CPU preprocessing bottleneck. Data loading and augmentation was single-threaded while 8 GPUs were starving for work.

The Discovery

htop showed one CPU core at 100%, others idle. nvidia-smi dmon showed GPUs at 20% utilization.

The Solution

## Wrong: Single-threaded data loading
for batch in dataloader:
    process_on_gpu(batch)

## Right: Parallel data loading with prefetch
dataloader = DataLoader(dataset, num_workers=16, prefetch_factor=4)

The Result

8-GPU scaling improved to 75% efficiency. The GPUs weren't the bottleneck - data movement was.

The Lesson

Profile the entire pipeline, not just the GPU kernels. The fastest kernel is useless if it's waiting for data.

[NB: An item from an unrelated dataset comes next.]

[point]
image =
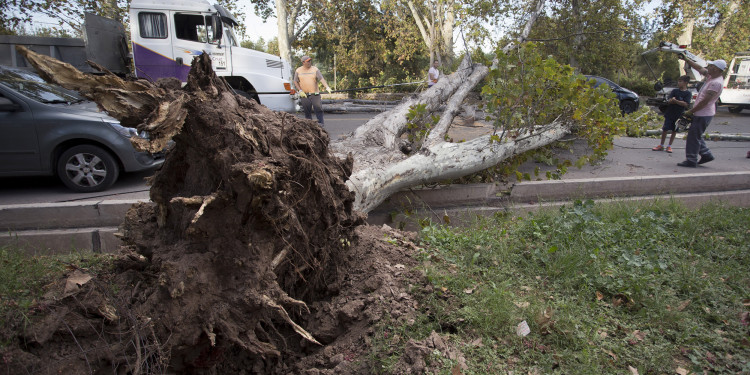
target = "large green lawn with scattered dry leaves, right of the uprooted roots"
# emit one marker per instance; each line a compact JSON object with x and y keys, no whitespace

The Production Optimization Playbook

After optimizing hundreds of CUDA kernels in production:

Step 1: Profile First, Optimize Second

• Use nvprof --print-gpu-trace to see where time actually goes
• Most performance problems aren't where you think they are
• "Obvious" bottlenecks are usually wrong

Step 2: Fix the Biggest Bottleneck First

• Memory bandwidth: 80% of kernels are memory-bound
• CPU-GPU data transfer: Often overlooked, frequently limiting
• Launch overhead: Matters for small, frequent kernels

Step 3: Verify Every Optimization

• Performance can get worse with "optimization"
• Profile before and after every change
• Some optimizations help one architecture but hurt another

Step 4: Test on Target Hardware

• Consumer GPUs have different characteristics than Tesla cards
• Memory bandwidth, cache sizes, and scheduler behavior vary
• What works on RTX 3080 may fail on A100

Step 5: Optimize for Real Workloads

• Synthetic benchmarks lie
• Production data has different characteristics than test data
• Cache behavior changes with dataset size

The most important lesson: CUDA optimization is empirical, not theoretical. The GPU architecture is too complex for intuition. Profile everything, trust nothing, and always measure performance improvements on real workloads.